Authors: Jenny Hoang, Helen Jiang
Course: CSE 163
Install the following Python libraries before running: pip install pandas seaborn matplotlib scipy openpyxl
Download the following datasets and place them in a folder called data/:
-
College Scorecard: https://collegescorecard.ed.gov/data/ Download "Most Recent Institution-Level Data" and rename to: Most-Recent-Cohorts-Institution.csv
-
Census ACS Median Income: https://data.census.gov/ Search "S1903", select all states, download CSV and rename to: Median-Income-Past-12-Months.csv
-
SHEEO State Higher Education Finance: https://shef.sheeo.org/data-downloads/ Download "2024 Report Data" and rename to: SHEEO_SHEF_FY24_Report_Data.xlsx
- main.py: Cleans and prepares all three raw datasets.
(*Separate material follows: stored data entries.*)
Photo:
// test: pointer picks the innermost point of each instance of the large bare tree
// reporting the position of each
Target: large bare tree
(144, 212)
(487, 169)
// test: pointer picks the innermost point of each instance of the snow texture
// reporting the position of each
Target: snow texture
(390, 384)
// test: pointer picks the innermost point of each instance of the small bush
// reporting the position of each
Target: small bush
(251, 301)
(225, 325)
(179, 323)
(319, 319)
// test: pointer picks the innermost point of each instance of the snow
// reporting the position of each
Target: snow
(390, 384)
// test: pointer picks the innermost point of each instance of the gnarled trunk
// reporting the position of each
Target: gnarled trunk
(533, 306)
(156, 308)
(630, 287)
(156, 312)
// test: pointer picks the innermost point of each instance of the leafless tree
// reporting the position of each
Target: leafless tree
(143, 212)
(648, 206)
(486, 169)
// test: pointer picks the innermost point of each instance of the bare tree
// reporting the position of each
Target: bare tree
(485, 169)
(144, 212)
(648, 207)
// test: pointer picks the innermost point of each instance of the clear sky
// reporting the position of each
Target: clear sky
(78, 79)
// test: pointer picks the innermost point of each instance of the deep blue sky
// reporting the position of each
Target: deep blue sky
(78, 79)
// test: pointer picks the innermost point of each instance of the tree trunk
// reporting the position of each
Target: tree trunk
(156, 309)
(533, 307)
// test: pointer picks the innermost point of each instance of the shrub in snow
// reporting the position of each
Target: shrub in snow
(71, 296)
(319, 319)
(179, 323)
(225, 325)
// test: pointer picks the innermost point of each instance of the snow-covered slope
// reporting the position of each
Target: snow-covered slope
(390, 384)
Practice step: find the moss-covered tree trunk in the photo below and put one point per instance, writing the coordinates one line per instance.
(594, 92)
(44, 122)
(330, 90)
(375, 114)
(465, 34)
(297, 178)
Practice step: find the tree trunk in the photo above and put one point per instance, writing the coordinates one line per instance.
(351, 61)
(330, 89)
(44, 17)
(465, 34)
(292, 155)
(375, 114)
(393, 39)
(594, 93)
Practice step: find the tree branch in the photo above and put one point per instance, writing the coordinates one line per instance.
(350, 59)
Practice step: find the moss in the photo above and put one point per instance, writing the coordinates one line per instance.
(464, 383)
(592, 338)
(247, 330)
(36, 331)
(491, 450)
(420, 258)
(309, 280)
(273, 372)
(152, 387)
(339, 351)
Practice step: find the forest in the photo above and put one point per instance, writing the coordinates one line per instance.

Run this first.
- eda.py: Performs the full analysis, generates all visualizations, and runs statistical tests.
- test_eda.py: Tests the key functions in eda.py using small hand-crafted DataFrames.
Step 1: Download all datasets and place them in the data/ folder.
Step 2: Create an images/ folder in the project directory.
Step 3: Run the cleaning script first: python main.py
Step 4: Run the analysis script: python eda.py
Step 5: To run tests: python test_eda.py
All output images will be saved to the images/ folder.